When I share this slightly sweet jam with family and friends, it disappears quickly. Through the years, I've learned to make more than one batch!
  • Total Time
    Prep: 15 min. Process: 10 min.
  • Makes
    7 half-pints

Ingredients

  • 7 cups sugar
  • 5 cups coarsely ground peeled plums (about 2-1/2 pounds)
  • 1/2 cup water
  • 1/3 cup bottled lemon juice
  • 1 package (1-3/4 ounces) powdered fruit pectin
  • 1/2 teaspoon ground cinnamon

Directions

  • In a Dutch oven, combine sugars, plums, water and lemon juice. Bring to a full rolling boil, stirring constantly. Stir in pectin. Continue to boil 1 minute, stirring constantly.
  • Remove from heat; skim off foam. Ladle hot mixture into seven hot half-pint jars, leaving 1/4-in. headspace.
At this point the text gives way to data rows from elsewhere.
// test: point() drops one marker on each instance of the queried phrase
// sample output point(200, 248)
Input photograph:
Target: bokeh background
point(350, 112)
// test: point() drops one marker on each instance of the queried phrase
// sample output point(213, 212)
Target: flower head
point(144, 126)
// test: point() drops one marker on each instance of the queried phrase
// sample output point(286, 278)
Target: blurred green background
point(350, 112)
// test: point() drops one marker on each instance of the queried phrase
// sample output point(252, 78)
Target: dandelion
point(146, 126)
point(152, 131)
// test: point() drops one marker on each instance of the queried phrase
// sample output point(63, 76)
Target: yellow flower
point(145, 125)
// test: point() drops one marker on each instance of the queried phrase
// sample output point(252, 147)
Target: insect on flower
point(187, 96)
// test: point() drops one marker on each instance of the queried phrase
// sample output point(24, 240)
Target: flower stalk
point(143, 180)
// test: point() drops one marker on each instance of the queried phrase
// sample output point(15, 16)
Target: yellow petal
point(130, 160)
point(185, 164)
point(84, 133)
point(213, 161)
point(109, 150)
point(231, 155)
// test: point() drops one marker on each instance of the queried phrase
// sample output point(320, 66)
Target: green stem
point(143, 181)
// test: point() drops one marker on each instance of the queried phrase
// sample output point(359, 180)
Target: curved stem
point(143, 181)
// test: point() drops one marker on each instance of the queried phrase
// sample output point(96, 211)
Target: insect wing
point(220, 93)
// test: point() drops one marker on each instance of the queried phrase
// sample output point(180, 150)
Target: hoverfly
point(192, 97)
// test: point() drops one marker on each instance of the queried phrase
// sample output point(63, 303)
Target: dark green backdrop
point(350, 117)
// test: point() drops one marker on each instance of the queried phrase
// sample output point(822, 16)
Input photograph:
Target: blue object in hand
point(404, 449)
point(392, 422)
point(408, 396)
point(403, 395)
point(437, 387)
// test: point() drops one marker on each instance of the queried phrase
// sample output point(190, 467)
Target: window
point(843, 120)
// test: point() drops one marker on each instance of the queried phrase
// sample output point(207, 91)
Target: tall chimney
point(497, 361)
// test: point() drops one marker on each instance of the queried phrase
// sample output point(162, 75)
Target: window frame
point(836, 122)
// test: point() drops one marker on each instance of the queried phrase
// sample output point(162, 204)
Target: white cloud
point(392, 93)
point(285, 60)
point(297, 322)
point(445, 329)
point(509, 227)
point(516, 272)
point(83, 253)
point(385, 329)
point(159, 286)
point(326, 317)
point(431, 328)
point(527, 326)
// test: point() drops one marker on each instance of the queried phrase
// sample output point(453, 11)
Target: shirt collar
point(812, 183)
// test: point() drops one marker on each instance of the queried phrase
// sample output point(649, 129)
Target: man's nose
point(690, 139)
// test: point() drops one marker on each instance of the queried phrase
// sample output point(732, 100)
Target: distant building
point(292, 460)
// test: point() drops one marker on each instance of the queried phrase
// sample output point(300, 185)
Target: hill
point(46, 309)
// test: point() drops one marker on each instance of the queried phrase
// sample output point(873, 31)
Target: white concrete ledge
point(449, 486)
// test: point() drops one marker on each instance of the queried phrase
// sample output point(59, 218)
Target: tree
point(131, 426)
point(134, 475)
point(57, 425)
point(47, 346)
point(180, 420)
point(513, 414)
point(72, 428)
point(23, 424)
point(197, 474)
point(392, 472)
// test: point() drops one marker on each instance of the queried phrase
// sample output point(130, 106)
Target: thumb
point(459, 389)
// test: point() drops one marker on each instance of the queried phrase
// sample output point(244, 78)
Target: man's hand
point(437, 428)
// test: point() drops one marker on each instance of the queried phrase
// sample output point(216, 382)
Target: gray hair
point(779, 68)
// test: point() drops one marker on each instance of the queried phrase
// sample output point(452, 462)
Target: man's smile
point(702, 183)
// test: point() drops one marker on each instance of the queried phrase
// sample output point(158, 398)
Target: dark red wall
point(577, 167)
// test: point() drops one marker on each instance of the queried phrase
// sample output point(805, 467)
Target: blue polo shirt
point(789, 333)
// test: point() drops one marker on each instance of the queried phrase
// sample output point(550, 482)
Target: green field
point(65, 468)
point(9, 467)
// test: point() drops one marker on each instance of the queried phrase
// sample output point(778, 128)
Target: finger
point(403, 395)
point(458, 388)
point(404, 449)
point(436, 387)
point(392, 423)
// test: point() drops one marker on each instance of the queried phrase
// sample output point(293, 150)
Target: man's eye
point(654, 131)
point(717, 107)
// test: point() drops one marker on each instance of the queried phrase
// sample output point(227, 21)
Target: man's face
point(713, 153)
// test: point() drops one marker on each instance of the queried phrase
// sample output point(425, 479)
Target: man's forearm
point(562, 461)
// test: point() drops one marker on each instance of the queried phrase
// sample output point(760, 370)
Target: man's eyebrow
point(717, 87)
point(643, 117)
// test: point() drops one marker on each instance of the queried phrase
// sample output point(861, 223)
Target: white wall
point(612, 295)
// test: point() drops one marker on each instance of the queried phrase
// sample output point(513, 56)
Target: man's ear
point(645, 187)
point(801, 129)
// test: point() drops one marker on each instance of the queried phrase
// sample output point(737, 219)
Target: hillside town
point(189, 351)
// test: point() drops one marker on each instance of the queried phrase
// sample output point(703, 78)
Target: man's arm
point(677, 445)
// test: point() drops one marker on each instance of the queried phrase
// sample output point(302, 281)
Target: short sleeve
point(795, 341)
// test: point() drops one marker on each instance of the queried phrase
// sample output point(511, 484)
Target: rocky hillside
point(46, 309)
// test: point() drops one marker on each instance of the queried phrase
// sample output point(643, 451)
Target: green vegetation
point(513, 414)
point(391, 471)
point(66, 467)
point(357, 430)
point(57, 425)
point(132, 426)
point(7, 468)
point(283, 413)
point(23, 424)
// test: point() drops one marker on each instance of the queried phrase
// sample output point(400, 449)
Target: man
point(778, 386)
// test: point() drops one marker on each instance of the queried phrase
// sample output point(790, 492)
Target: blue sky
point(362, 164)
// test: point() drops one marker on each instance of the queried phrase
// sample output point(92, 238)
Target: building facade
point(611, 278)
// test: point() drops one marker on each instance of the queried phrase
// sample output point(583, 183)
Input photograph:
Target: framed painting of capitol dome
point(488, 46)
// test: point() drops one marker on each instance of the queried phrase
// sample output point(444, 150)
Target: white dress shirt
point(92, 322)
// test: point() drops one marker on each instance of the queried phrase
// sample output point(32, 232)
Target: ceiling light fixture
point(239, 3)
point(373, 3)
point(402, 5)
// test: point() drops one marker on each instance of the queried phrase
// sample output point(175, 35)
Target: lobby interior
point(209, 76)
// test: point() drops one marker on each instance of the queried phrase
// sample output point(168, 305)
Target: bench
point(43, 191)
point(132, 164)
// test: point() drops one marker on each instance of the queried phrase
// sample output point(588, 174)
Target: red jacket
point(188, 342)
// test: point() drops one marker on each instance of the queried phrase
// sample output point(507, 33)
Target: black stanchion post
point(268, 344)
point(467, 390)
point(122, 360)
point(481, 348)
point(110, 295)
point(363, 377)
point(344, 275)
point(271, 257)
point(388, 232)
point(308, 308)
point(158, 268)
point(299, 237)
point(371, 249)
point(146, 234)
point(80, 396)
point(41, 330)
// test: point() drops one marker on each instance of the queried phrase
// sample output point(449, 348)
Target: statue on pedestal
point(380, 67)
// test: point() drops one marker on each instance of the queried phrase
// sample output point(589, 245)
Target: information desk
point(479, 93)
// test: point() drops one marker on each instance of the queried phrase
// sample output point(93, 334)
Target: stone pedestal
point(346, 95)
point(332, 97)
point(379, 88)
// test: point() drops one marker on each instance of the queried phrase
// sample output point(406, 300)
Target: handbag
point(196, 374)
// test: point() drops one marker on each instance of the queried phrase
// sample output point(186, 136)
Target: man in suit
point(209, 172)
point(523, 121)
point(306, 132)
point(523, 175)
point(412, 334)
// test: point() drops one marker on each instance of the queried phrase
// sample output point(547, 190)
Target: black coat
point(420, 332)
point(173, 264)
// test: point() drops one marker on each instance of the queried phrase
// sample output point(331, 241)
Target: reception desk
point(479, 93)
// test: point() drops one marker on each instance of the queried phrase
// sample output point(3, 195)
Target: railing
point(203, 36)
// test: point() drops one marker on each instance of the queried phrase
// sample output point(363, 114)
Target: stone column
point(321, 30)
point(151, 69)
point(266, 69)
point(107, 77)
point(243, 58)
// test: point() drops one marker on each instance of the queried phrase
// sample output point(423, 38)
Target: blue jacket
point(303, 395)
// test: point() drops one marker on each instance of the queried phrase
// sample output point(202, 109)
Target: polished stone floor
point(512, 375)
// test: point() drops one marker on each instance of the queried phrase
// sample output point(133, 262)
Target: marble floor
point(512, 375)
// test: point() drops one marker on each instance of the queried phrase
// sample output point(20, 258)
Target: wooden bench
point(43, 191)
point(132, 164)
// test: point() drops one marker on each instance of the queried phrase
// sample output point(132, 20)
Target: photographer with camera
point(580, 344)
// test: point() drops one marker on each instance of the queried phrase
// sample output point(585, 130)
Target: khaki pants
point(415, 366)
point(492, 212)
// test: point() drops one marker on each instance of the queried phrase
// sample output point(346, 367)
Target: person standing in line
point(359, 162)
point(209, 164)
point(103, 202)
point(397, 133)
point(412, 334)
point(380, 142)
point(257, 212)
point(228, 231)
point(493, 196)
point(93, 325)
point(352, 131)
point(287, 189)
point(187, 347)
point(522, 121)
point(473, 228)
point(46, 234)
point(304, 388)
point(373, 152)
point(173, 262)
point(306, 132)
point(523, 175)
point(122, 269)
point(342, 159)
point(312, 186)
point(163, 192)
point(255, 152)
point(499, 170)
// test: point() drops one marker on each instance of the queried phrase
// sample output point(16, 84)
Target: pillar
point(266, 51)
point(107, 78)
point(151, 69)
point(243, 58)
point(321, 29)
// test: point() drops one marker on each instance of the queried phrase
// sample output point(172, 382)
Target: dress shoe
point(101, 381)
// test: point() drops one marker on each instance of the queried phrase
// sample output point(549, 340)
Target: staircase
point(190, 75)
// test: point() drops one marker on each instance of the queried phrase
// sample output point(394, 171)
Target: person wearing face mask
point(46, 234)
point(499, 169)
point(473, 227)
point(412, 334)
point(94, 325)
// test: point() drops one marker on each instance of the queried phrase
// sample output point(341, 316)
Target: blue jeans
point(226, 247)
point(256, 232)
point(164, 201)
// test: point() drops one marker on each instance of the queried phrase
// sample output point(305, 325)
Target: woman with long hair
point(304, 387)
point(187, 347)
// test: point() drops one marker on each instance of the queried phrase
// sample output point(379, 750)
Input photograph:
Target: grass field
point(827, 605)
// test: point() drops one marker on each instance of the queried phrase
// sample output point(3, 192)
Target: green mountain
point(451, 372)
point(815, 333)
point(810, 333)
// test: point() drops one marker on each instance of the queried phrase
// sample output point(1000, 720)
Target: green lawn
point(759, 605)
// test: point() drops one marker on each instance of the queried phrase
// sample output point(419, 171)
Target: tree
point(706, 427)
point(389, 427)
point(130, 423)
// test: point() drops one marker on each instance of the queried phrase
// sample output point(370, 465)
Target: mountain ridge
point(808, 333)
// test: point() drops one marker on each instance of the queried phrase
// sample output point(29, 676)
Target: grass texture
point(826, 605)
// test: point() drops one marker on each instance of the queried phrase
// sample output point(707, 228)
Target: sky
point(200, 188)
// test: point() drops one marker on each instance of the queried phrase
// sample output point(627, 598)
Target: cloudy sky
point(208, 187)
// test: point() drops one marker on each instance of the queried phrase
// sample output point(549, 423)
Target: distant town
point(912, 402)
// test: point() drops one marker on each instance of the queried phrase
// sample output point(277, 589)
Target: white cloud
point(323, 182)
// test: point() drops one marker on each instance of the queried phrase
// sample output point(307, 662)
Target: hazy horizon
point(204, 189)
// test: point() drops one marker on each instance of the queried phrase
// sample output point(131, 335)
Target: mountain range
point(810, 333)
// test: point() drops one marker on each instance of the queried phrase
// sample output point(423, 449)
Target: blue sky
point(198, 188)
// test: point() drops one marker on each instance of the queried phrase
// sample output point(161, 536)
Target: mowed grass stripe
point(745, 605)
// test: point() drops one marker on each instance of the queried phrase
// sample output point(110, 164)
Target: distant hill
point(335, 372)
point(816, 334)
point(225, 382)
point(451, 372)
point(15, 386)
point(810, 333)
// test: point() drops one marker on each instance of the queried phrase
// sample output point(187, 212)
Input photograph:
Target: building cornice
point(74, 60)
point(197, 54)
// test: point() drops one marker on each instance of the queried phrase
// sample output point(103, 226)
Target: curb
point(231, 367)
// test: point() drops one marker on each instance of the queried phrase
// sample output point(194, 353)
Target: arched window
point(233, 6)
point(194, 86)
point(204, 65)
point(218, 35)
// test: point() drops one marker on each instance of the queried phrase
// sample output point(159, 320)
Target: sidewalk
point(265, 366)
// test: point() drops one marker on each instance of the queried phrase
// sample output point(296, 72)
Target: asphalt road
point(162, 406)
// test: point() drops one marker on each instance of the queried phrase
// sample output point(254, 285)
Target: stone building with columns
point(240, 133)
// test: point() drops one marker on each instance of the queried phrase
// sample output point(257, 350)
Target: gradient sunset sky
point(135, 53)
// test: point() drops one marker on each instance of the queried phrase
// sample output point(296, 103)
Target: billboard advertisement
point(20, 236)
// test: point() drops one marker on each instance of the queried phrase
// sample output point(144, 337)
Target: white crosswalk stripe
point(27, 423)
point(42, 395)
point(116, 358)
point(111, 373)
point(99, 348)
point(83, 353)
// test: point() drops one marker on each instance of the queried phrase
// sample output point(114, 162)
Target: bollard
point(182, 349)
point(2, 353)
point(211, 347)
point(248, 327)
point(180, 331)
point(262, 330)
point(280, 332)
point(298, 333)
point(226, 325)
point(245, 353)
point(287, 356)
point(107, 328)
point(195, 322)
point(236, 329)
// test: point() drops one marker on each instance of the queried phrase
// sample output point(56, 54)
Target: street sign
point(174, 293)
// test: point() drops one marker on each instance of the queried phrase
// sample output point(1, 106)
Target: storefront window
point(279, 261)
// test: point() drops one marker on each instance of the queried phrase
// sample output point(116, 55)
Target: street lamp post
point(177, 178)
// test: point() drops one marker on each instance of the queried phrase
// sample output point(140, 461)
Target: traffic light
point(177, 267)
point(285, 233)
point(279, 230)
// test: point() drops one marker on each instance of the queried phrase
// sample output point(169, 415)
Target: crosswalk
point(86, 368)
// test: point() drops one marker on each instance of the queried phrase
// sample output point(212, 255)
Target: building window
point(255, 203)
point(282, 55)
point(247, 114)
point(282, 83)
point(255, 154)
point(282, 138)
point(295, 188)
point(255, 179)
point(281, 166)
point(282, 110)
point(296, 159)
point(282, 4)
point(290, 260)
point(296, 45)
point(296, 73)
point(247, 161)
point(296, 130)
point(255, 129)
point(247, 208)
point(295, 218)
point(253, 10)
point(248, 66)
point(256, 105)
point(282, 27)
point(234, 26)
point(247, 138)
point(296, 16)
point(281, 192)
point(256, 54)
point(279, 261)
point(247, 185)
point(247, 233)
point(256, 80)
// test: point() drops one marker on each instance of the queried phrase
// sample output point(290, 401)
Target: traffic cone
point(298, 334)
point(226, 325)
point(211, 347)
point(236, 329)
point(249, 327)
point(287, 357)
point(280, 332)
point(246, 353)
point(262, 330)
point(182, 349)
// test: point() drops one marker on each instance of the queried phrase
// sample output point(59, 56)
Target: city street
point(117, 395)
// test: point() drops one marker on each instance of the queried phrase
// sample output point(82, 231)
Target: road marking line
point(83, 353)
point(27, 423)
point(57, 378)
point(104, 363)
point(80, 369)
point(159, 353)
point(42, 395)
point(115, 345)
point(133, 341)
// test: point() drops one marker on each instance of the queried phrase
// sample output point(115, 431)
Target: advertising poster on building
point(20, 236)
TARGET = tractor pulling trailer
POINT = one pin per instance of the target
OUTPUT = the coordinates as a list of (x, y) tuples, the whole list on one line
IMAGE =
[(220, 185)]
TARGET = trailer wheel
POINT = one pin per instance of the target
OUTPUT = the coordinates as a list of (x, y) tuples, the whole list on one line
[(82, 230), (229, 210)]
Remove air bubbles and adjust headspace, if necessary, by adding hot mixture. Wipe rims. Center lids on jars; screw on bands until fingertip tight.
  • Place jars into canner with simmering water, ensuring that they are completely covered with water. Bring to a boil; process for 10 minutes. Remove jars and cool.
Nutrition Facts
2 tablespoons: 110 calories, 0 fat (0 saturated fat), 0 cholesterol, 0 sodium, 28g carbohydrate (27g sugars, 0 fiber), 0 protein.